Based on the additional sales and use tax revenue that DOR determines has been collected, require the Department of Administration (DOA), in consultation with DOR, to determine how much individual income tax rates will be reduced, rather than requiring DOR to make that determination. Specify that the tax rate reduction take effect for the taxable year ending on December 31, 2019 (tax year 2019), as opposed to the tax year following the 12-month period for which the additional sales and use tax is determined. Require the Secretary of DOA to certify and report the additional sales and use tax revenue and income tax rate determinations to the Governor, the Joint Committee on Finance, and the Legislative Audit Bureau no later than October 20, 2019, rather than requiring DOR to make that certification to the Secretary of DOA, the Governor, and the Legislature after DOR makes the tax rate determination.But since the lower income tax rate wouldn't be in effect for much of 2019, you wouldn't see a benefit until you file your taxes in early 2020 (if you see any benefit at all).

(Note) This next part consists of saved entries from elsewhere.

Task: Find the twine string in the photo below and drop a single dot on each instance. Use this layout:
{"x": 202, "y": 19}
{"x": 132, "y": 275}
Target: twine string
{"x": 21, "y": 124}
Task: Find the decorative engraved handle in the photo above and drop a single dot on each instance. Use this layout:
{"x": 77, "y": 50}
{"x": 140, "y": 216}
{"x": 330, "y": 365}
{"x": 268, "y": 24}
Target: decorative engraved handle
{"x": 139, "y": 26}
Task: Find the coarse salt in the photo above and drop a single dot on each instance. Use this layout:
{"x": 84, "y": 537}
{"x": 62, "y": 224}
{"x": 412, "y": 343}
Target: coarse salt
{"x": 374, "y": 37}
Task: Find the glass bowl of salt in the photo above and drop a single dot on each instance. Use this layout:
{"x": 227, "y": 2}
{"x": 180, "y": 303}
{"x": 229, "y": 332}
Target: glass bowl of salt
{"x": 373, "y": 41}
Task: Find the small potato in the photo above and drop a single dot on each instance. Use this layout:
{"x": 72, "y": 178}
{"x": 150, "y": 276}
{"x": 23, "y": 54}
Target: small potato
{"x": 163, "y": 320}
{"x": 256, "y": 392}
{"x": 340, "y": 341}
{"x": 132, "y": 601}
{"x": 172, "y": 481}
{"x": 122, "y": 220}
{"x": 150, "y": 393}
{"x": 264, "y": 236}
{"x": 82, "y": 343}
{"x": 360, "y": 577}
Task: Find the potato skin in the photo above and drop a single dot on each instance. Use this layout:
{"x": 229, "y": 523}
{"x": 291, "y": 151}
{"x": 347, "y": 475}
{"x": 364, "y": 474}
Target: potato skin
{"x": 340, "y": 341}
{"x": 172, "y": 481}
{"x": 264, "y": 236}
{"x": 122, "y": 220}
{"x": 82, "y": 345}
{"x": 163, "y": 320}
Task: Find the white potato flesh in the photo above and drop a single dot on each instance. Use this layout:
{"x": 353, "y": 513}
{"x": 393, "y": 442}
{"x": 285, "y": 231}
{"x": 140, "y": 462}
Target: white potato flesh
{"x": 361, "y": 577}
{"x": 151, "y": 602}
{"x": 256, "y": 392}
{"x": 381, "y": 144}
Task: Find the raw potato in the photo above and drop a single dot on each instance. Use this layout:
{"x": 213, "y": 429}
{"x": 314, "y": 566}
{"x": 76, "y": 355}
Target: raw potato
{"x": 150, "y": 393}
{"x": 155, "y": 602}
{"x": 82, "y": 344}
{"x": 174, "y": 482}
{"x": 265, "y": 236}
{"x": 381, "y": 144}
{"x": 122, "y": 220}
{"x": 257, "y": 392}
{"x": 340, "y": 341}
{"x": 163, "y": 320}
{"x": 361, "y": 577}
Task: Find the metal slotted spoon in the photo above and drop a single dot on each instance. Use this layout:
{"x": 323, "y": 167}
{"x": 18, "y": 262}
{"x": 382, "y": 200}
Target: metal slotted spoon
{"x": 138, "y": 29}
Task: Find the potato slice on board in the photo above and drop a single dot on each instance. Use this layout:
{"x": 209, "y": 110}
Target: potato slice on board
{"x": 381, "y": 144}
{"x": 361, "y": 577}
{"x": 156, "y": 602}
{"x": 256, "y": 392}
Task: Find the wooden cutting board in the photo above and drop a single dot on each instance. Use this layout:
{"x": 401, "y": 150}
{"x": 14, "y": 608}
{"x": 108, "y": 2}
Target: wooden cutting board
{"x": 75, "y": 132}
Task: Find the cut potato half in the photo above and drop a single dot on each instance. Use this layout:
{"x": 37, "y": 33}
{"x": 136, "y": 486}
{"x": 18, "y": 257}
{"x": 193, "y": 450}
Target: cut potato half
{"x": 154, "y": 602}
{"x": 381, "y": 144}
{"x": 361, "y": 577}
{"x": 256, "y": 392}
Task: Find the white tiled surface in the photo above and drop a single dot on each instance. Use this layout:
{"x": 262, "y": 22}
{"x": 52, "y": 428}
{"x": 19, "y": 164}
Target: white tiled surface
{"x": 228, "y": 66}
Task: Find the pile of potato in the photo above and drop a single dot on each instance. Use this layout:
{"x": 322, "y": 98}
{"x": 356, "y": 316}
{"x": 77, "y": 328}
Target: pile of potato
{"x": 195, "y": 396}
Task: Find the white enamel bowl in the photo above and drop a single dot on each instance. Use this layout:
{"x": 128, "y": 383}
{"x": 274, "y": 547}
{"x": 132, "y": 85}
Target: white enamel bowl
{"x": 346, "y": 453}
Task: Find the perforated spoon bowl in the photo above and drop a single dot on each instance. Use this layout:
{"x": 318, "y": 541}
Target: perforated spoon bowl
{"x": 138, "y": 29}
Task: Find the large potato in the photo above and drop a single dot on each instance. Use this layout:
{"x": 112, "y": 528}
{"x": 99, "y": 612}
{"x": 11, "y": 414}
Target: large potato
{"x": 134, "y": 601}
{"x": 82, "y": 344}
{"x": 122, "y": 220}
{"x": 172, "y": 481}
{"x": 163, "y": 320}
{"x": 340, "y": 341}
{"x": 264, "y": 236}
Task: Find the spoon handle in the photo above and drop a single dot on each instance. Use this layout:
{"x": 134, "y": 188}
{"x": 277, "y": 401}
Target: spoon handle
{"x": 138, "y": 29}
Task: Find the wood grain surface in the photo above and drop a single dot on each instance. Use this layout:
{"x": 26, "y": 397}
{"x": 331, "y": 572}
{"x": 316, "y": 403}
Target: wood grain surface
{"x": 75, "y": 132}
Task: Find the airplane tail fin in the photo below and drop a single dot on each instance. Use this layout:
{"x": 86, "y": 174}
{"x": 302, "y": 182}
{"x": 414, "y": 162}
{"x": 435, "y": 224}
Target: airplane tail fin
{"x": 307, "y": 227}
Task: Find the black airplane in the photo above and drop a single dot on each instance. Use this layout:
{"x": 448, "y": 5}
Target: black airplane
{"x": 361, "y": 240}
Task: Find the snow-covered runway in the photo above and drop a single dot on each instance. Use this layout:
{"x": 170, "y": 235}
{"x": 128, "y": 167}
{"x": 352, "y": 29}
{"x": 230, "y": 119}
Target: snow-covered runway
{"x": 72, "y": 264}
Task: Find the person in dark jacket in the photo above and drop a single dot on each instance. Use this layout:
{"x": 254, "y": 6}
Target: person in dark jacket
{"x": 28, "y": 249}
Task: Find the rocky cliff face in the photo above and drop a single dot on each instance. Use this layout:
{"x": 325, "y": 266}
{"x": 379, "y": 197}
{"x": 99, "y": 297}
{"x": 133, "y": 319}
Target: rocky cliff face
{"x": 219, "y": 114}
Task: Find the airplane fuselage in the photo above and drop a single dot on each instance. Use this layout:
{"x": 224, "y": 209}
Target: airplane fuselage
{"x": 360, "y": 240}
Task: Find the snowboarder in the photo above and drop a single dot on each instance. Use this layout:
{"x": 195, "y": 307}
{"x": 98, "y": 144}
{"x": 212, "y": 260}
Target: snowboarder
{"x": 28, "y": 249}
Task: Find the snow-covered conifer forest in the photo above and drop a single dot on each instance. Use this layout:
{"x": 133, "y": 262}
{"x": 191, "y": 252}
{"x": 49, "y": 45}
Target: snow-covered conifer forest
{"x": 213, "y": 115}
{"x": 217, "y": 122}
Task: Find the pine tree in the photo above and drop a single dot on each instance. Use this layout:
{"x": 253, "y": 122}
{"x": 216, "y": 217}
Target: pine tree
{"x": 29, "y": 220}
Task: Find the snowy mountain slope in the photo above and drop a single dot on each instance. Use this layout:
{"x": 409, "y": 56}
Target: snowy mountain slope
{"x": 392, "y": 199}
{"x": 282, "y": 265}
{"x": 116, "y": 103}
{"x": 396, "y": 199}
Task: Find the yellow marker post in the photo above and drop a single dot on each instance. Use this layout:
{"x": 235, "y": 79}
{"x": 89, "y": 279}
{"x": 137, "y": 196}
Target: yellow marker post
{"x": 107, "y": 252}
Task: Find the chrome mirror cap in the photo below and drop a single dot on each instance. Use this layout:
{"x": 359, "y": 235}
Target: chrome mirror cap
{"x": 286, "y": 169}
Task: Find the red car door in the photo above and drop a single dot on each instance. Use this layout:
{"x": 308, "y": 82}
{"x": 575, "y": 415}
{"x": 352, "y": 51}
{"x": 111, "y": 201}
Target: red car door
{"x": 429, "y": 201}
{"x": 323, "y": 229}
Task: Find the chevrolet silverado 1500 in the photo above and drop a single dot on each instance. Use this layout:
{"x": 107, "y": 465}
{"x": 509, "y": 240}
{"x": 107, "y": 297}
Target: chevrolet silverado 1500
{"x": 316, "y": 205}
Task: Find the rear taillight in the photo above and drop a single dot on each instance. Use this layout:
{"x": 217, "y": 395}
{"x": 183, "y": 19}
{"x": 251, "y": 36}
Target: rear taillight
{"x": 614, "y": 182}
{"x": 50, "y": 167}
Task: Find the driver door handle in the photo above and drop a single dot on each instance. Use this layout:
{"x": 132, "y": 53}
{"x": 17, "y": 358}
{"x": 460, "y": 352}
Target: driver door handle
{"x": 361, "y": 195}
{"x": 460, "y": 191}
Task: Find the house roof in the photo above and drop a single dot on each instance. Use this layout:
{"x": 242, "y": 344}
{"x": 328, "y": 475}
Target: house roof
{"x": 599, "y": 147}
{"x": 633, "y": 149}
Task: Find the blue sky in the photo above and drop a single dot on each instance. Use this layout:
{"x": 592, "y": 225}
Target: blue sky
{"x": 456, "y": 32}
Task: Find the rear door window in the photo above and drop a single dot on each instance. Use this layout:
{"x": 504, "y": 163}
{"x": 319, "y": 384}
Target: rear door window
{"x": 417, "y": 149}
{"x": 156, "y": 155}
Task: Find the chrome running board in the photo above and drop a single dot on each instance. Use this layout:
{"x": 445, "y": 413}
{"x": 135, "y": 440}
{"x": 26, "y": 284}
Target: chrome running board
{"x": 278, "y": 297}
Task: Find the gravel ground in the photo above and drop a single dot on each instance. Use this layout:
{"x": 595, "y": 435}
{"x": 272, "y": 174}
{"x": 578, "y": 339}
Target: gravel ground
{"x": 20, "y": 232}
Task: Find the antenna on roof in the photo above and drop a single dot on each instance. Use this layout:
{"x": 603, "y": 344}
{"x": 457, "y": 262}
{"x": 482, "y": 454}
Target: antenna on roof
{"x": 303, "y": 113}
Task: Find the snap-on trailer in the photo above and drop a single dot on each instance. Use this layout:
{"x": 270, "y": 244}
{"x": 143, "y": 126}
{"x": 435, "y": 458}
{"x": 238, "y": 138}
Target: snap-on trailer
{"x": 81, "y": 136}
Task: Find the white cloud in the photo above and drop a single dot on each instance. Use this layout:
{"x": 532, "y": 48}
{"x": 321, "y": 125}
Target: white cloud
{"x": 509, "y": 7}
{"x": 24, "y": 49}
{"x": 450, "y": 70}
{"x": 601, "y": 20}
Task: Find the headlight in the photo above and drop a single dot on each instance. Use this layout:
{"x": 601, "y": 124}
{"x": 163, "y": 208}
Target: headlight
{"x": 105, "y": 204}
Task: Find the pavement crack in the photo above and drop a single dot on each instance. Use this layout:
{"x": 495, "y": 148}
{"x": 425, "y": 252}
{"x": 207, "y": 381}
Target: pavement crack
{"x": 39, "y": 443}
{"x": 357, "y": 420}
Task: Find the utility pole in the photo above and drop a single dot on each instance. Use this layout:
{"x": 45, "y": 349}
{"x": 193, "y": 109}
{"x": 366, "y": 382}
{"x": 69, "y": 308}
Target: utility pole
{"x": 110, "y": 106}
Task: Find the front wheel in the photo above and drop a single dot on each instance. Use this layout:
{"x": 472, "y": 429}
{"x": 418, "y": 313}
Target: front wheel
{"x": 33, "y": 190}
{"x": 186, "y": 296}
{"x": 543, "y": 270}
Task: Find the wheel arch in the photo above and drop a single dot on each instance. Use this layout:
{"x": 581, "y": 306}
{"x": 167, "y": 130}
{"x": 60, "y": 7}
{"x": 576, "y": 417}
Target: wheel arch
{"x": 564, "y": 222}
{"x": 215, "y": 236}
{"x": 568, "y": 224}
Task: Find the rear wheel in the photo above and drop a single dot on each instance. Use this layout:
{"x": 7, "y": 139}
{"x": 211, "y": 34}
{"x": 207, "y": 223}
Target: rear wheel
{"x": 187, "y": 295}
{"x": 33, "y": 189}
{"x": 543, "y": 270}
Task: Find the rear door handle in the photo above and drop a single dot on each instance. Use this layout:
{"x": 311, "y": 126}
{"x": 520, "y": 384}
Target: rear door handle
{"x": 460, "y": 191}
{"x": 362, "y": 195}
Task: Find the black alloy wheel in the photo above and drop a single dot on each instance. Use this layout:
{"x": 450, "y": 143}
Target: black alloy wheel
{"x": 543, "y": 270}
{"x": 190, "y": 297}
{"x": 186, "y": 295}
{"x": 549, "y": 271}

Quite convenient, isn't that?
The WisGOP Legislature likely won’t care about the regressiveness of this tax swap, and they’ll use this maneuver to claim they have cut the tax burden even more on Wisconsinites. And I suppose you can claim that always collecting sales tax online will push more people into entering brick-and-mortar stores and possibly prevent more closings and dead malls, which I agree would be a good thing all around.
But given the early reports on Christmas shopping, it seems people increasingly are choosing the online option for convenience over going inside the stores, which means more online sales tax can be expected going forward. It won't get the attention of the vote-suppression and power-grab parts of the lame-duck bills, but many of us will pay slightly more while the rich end up better off in the long run in the tax shift that's buried in the legislation.